梓にだって、そっとして欲しいと思う時があるのかもしれない。

でも、不安だった。

ひょっとすると、梓より、私の方が情緒不安定だったのかもしれない。

私だけに連絡を取らないとすると…やっぱり考えられるのは…吉良くんの事だった。

未だに、梓の中に居座る…彼だった。

ふと、いつかメモした吉良くんの連絡先を思い出した。

行ってるかもしれない。吉良くんの所に。

もしくは、連絡が…

思いきって、コールした。

彼はすぐに出た。良かった番号変わってない。

「もしもし…」

「吉良くん?」

思えば、私は彼と面識がなかった。

こっちは、知ってるけど。

説明すると、分かってくれた。

「ごめんなさい。勝手に番号聞いてしまって。何か連絡なかった?梓から。」

「…あったよ。去年の末くらいに。ショートメッセージ。」

やっぱり!あったんだ!

「それ以降は!?」

思わず声が大きくなる。

「…ない。この前ショートメッセージ送って…電話もしたけど繋がらない。」

「…吉良くんでも駄目なの…」

私も、吉良くんもダメ。

何があったの?

「…何があったんだ?」

「何があったのかも…分からないの。
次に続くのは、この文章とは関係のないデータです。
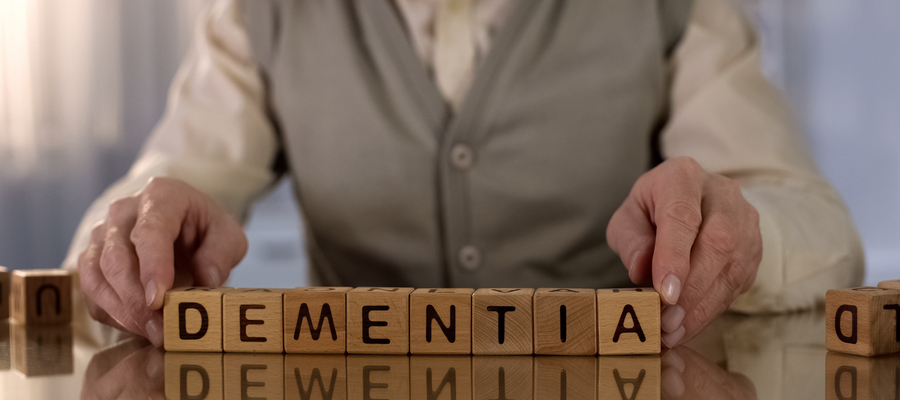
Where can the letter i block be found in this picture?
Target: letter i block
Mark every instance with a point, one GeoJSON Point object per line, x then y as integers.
{"type": "Point", "coordinates": [440, 321]}
{"type": "Point", "coordinates": [192, 319]}
{"type": "Point", "coordinates": [378, 320]}
{"type": "Point", "coordinates": [502, 321]}
{"type": "Point", "coordinates": [252, 320]}
{"type": "Point", "coordinates": [315, 320]}
{"type": "Point", "coordinates": [628, 321]}
{"type": "Point", "coordinates": [565, 322]}
{"type": "Point", "coordinates": [862, 321]}
{"type": "Point", "coordinates": [42, 297]}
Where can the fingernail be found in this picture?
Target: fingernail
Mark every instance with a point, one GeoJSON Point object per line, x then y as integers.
{"type": "Point", "coordinates": [671, 289]}
{"type": "Point", "coordinates": [672, 317]}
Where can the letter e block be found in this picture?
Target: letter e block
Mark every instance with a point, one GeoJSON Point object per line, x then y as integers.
{"type": "Point", "coordinates": [628, 321]}
{"type": "Point", "coordinates": [315, 320]}
{"type": "Point", "coordinates": [862, 321]}
{"type": "Point", "coordinates": [440, 321]}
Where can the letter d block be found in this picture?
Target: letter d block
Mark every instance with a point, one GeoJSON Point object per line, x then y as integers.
{"type": "Point", "coordinates": [862, 321]}
{"type": "Point", "coordinates": [192, 317]}
{"type": "Point", "coordinates": [628, 321]}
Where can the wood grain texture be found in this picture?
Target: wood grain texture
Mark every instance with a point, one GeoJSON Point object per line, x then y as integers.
{"type": "Point", "coordinates": [502, 321]}
{"type": "Point", "coordinates": [378, 320]}
{"type": "Point", "coordinates": [252, 321]}
{"type": "Point", "coordinates": [41, 296]}
{"type": "Point", "coordinates": [315, 320]}
{"type": "Point", "coordinates": [440, 321]}
{"type": "Point", "coordinates": [192, 319]}
{"type": "Point", "coordinates": [862, 321]}
{"type": "Point", "coordinates": [193, 376]}
{"type": "Point", "coordinates": [628, 321]}
{"type": "Point", "coordinates": [565, 322]}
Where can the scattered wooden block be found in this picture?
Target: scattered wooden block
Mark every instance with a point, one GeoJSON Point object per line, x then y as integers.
{"type": "Point", "coordinates": [315, 320]}
{"type": "Point", "coordinates": [377, 377]}
{"type": "Point", "coordinates": [862, 321]}
{"type": "Point", "coordinates": [253, 320]}
{"type": "Point", "coordinates": [565, 322]}
{"type": "Point", "coordinates": [42, 296]}
{"type": "Point", "coordinates": [440, 321]}
{"type": "Point", "coordinates": [315, 377]}
{"type": "Point", "coordinates": [628, 321]}
{"type": "Point", "coordinates": [502, 321]}
{"type": "Point", "coordinates": [502, 377]}
{"type": "Point", "coordinates": [378, 320]}
{"type": "Point", "coordinates": [629, 377]}
{"type": "Point", "coordinates": [254, 376]}
{"type": "Point", "coordinates": [192, 319]}
{"type": "Point", "coordinates": [193, 376]}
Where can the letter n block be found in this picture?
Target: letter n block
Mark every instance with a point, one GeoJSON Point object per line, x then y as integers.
{"type": "Point", "coordinates": [378, 320]}
{"type": "Point", "coordinates": [862, 321]}
{"type": "Point", "coordinates": [315, 320]}
{"type": "Point", "coordinates": [440, 321]}
{"type": "Point", "coordinates": [502, 321]}
{"type": "Point", "coordinates": [252, 320]}
{"type": "Point", "coordinates": [42, 297]}
{"type": "Point", "coordinates": [628, 321]}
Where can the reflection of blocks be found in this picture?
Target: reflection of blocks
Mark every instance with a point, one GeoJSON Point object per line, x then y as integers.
{"type": "Point", "coordinates": [862, 321]}
{"type": "Point", "coordinates": [42, 296]}
{"type": "Point", "coordinates": [42, 350]}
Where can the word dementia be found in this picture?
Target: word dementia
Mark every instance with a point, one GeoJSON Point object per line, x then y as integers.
{"type": "Point", "coordinates": [391, 320]}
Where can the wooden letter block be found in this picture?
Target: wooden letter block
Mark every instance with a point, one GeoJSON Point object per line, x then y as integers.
{"type": "Point", "coordinates": [315, 377]}
{"type": "Point", "coordinates": [315, 320]}
{"type": "Point", "coordinates": [254, 376]}
{"type": "Point", "coordinates": [565, 322]}
{"type": "Point", "coordinates": [629, 377]}
{"type": "Point", "coordinates": [42, 297]}
{"type": "Point", "coordinates": [502, 377]}
{"type": "Point", "coordinates": [193, 376]}
{"type": "Point", "coordinates": [502, 321]}
{"type": "Point", "coordinates": [862, 321]}
{"type": "Point", "coordinates": [192, 318]}
{"type": "Point", "coordinates": [378, 377]}
{"type": "Point", "coordinates": [628, 321]}
{"type": "Point", "coordinates": [861, 378]}
{"type": "Point", "coordinates": [440, 321]}
{"type": "Point", "coordinates": [571, 378]}
{"type": "Point", "coordinates": [378, 320]}
{"type": "Point", "coordinates": [440, 377]}
{"type": "Point", "coordinates": [252, 321]}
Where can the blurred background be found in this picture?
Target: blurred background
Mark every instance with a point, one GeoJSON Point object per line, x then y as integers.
{"type": "Point", "coordinates": [83, 82]}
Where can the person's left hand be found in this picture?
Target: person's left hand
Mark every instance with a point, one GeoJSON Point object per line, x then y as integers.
{"type": "Point", "coordinates": [694, 237]}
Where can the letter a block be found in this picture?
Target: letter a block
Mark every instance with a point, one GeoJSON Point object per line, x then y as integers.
{"type": "Point", "coordinates": [628, 321]}
{"type": "Point", "coordinates": [862, 321]}
{"type": "Point", "coordinates": [378, 320]}
{"type": "Point", "coordinates": [252, 321]}
{"type": "Point", "coordinates": [192, 317]}
{"type": "Point", "coordinates": [440, 321]}
{"type": "Point", "coordinates": [42, 297]}
{"type": "Point", "coordinates": [315, 320]}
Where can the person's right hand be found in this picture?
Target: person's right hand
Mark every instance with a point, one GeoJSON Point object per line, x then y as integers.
{"type": "Point", "coordinates": [169, 233]}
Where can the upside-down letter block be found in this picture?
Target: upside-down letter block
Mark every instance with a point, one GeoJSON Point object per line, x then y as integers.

」

「説明。」

「あ、うん。年末から連絡取れなくて…その…彼女少し…メンタルに問題があって。」

「家は?」

「行った。管理人さんに開けてもらって。でも、居なかったの。」

「実家は?」

「帰ったみたい。そこから…。」

「…ど…」

「いえ、大丈夫…だと思うの。最悪の事態…とかはね。親には連絡してるみたい。家にも帰ってる。…私が一人で…」

泣きそうになり

話せなくなった。

「…会える?」

久しぶりどころか、面識もない女に

彼はそう言ってくれた。

「あ、うん。ごめんなさい…今まだ仕事が…」

「いつでもいい。何かあったら連絡くれる?俺の方からも梓に連絡続けるから。」

「うん。」

「大丈夫だよ。」

そう言った彼の声に、少し安心した。

ねぇ、ほら、梓…。

優しい人じゃない。

何で?

何があったの?

私が一人で…心配してるだけかもしれない。

だけど…不安だった。

顔を見るまでは。

何度か会社へ向かったけど

私の仕事がバタバタして、会うことは出来なかった。